In January 2023, she set a new Italian under-18 best for the 60 metres indoors, running 7.38 seconds. The following month, she won the Italian under-18 indoor championships over 60 metres and 200 metres, in the 200 metres she moved to second on the Italian U18 all-time list indoors. In July 2023, she won two silver medals at the 2023 European Youth Olympic Festival in Maribor, Slovenia, winning her two medals in the same events as the previous year, finishing behind Miia Ott in the 100 metres.

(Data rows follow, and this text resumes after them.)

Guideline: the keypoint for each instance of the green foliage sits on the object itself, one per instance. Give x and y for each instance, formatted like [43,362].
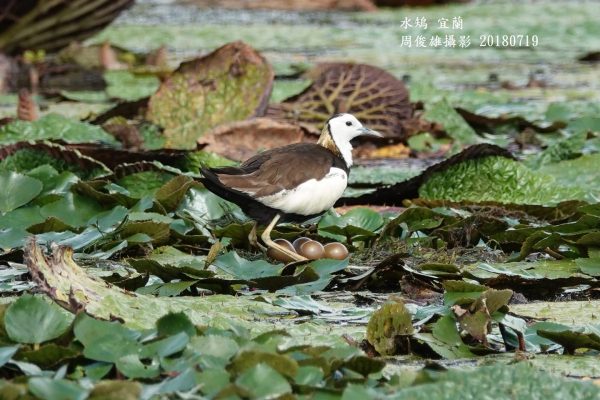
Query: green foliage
[199,159]
[32,319]
[456,127]
[18,190]
[497,179]
[54,127]
[227,85]
[26,160]
[128,86]
[358,224]
[386,325]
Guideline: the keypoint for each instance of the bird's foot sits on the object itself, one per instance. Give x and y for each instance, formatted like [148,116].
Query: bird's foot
[253,239]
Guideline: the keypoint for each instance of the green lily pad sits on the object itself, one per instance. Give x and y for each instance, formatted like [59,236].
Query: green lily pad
[355,225]
[31,319]
[56,389]
[18,190]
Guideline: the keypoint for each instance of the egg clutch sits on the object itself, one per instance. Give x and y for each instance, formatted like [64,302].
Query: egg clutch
[308,248]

In January 2024, she improved her personal best indoors over 60 metres to 7.36 seconds whilst competing in Ancona. After missing a large part of the 2024 season through injury, she returned the following year and won the Italian junior titles over both 100 metres and 200 metres. In 2025 she also made her debut with the senior Italian national team at the 2025 World Athletics Relays in Guangzhou, China running the inaugural 4x100m mixed relay.

That summer, she placed fourth in the 100m at the 2025 European Athletics U20 Championships in Tampere, Finland, and won the gold medal with the women’s 4x100 metres relay team at the championships. She was subsequently selected for the Italian team for the 2025 World Athletics Championships in Tokyo, Japan.

In May 2026, she ran at the 2026 World Athletics Relays in the women's 4 × 100 metres relay in Gaborone, Botswana. In August, She competed in the women's 4 × 100 metres relay at the 2026 European Athletics Championships in Birmingham, England.